トカゲ

 暑い日がつづき頭も体もおかしくなりそう。本当は帽子を被ればいいのだろうが、少年と老人以外の男は帽子を被っていないので、ぼくだけ目立つわけにもいかないから、なるべく日陰をさがしてチョロチョロ歩いている。陰が一つもないさっぱりした道はつらい。
 チョロチョロといえば、きのう、保土ヶ谷駅の上りホームで電車を待っていたら、焦点の合わぬ眼に何やら動くものが映った。ハッとして半歩しりぞき焦点を合わせると、トカゲ。トカゲが線路脇のコンクリートの穴から這い出してきてすぐ横の別の穴にもぐっていった。こいつも暑いらしい。
 わたしと同じで帽子を被るわけにはいかない。トカゲが帽子を被ったらおかしい。変だ。食べ物なら、すぐそばにスーパーやハンバーガー屋やどこにでもある和食のチェーン店があるから困らないだろう。が、線路脇にできた穴では涼を取ることは難しい。時々這い出してきて、こっちの穴からあっちの穴に移動するとき、束の間、日陰の風に身をさらすぐらいが関の山だろう。

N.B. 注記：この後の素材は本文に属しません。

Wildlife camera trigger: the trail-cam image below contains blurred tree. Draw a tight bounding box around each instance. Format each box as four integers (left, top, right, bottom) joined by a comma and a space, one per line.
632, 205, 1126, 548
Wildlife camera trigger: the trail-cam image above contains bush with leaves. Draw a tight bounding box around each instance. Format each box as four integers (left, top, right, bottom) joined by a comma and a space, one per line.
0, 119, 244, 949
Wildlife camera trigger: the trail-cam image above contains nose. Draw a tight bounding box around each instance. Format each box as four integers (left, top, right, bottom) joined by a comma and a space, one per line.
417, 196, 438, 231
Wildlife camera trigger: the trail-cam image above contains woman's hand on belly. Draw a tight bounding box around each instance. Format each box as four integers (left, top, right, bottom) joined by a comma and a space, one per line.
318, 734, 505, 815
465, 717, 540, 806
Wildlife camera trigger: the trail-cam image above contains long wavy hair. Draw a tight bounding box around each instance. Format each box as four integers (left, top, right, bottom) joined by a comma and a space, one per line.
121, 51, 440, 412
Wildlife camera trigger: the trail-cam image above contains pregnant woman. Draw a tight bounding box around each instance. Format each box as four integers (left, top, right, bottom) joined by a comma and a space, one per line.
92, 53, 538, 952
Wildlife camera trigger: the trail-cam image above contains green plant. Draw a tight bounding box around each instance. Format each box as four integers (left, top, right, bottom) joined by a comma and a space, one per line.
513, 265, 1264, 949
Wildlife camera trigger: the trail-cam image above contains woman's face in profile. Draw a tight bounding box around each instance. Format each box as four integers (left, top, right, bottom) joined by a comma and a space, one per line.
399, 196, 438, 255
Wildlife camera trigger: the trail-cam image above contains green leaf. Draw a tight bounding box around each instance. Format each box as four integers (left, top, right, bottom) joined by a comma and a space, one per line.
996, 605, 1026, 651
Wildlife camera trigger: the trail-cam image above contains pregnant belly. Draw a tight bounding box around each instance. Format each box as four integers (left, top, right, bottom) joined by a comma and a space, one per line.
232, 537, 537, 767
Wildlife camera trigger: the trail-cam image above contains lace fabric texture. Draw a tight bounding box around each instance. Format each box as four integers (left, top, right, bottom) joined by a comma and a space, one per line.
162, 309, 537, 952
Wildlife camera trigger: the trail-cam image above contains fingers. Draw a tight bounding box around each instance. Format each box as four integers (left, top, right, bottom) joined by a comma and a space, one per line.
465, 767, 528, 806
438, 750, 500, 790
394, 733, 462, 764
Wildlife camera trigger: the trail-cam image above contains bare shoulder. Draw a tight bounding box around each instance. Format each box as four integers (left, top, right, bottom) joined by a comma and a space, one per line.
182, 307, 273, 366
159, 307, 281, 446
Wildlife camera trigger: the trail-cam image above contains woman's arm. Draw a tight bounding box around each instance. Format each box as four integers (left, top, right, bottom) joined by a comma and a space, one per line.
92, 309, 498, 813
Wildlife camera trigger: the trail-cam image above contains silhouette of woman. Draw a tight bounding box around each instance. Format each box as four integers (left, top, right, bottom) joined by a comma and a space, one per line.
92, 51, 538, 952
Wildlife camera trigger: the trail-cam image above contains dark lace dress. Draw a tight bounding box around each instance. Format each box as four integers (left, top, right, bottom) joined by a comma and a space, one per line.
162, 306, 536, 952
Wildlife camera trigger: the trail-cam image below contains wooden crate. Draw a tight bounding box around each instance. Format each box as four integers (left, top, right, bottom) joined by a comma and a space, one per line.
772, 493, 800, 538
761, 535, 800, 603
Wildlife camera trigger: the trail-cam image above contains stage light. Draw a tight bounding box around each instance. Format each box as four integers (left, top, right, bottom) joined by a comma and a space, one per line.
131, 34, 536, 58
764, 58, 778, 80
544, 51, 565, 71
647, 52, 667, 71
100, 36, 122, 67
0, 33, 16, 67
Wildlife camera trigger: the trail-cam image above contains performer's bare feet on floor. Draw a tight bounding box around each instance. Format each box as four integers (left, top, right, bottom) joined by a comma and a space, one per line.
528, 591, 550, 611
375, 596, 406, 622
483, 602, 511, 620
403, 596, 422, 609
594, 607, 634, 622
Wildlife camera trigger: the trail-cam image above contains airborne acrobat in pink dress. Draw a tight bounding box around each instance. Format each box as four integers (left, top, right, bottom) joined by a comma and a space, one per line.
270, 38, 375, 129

 そのうち上り横須賀線の電車がホームに入ってきたから、トカゲが今どうしているのか見極めるわけにもゆかず、もはや想像するしかなかった。車内がクーラー利いている分、車外は熱風。それでなくても太陽にさらされた車体は触れないほど高温になっているだろう。ホームに電車が停まっているあいだ、トカゲは必死に身を潜め、電車が出ていったとなったら、涼を取るため、またチョロチョロと穴から這い出す…。お前もか。なんて。俄然親近感が湧いた。